The same image through both models. Full YOLOv4 reads the vehicle as a truck and scores the dog and bicycle higher; tiny is faster but coarser and calls the truck a car.



| YOLOv4-Tiny | full YOLOv4 |

|---|---|

| ![tiny](results/dog_tiny.jpg) | ![full](results/dog_full.jpg) |



More YOLOv4-Tiny detections on the sample set:



| | |

|---|---|

| ![person](results/person_tiny.jpg) | ![horses](results/horses_tiny.jpg) |



---



## ⚡ What Makes It Fast

- Fewer convolution layers than YOLOv4.

- Simpler CSP blocks.

- LeakyReLU activation instead of Mish.

- Around 6M parameters versus 63.6M in YOLOv4.

- An FPN-only neck (no SPP, no PANet).

- Two detection heads instead of three.



---



## 🔧 Going Further

The presentation also covers ways to push speed past the vanilla model:

- A TPU (Google Coral) or a GPU for hardware acceleration.

- Frame skipping on the video stream.

- Post-training quantization.

- Model pruning.



---



## 🛠 System Requirements

- **Python**: 3.8+

- **Platforms**: Linux, macOS (Intel and Apple Silicon), and Windows. Every dependency ships a prebuilt wheel, so `pip install` pulls no system packages. The only Linux-only command is `taskset`; the rest, including the Docker envelope, runs the same everywhere.

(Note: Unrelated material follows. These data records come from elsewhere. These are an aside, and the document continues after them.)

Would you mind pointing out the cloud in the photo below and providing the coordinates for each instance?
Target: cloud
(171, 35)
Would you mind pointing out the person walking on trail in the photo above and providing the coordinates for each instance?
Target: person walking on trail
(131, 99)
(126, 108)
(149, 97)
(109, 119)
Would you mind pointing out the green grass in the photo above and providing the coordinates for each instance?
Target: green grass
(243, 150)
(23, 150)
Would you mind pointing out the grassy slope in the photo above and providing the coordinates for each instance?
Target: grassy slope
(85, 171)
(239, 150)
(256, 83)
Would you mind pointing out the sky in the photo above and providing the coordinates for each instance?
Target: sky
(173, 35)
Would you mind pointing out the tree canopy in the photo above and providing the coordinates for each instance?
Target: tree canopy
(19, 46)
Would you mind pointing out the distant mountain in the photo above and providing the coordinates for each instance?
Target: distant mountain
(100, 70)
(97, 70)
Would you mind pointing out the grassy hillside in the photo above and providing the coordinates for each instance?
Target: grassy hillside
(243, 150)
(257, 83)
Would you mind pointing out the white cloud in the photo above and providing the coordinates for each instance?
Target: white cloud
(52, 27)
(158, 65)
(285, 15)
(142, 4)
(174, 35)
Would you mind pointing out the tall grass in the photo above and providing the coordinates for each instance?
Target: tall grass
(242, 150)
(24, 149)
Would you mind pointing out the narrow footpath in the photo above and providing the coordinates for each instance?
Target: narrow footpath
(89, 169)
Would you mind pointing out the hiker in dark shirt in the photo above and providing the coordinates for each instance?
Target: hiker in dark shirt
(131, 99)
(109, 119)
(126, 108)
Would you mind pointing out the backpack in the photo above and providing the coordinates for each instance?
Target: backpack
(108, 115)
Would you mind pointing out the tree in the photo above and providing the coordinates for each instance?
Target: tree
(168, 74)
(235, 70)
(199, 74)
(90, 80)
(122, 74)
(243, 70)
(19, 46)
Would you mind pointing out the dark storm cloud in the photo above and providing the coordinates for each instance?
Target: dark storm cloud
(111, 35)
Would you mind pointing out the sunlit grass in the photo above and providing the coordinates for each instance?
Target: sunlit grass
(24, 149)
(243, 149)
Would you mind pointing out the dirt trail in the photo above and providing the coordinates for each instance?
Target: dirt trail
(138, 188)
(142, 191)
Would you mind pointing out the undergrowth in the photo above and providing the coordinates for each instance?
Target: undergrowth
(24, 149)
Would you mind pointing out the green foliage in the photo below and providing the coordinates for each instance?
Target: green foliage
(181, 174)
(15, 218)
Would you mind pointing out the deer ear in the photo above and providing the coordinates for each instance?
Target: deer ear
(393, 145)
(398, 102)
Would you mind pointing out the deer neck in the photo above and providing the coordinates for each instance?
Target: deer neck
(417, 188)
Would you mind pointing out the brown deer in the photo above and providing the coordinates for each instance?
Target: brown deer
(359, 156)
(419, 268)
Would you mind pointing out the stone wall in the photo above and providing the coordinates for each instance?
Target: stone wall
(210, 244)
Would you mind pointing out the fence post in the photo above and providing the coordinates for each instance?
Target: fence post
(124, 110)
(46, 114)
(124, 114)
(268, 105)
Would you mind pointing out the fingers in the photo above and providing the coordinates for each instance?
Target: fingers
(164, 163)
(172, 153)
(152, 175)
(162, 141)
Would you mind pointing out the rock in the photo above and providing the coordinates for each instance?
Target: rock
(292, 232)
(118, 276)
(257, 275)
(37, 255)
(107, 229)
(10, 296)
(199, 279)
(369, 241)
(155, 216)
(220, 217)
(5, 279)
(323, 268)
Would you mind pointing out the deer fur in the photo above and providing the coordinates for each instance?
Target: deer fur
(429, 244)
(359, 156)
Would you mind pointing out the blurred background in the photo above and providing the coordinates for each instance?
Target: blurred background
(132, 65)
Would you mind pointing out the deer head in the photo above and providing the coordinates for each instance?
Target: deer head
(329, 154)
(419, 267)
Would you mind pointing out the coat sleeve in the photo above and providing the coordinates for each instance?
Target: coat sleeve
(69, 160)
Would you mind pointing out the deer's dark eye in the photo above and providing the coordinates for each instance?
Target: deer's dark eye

- **Core libraries**: `opencv-python-headless`, `numpy`, `matplotlib`, `pyyaml` (see `requirements.txt`).

- **Accuracy eval**: adds `pycocotools` (see `requirements-eval.txt`).

- **Compute**: runs CPU-only, no GPU or darknet build needed. The model loads through OpenCV's DNN module. Optional: Docker for the throttled container, a TPU or GPU on real hardware for extra speed.

- **Target device**: Raspberry Pi 4B (4 GB) for the cited figures.



---



## 📄 License

This project is licensed under the MIT License. See the [LICENSE](LICENSE) file for details.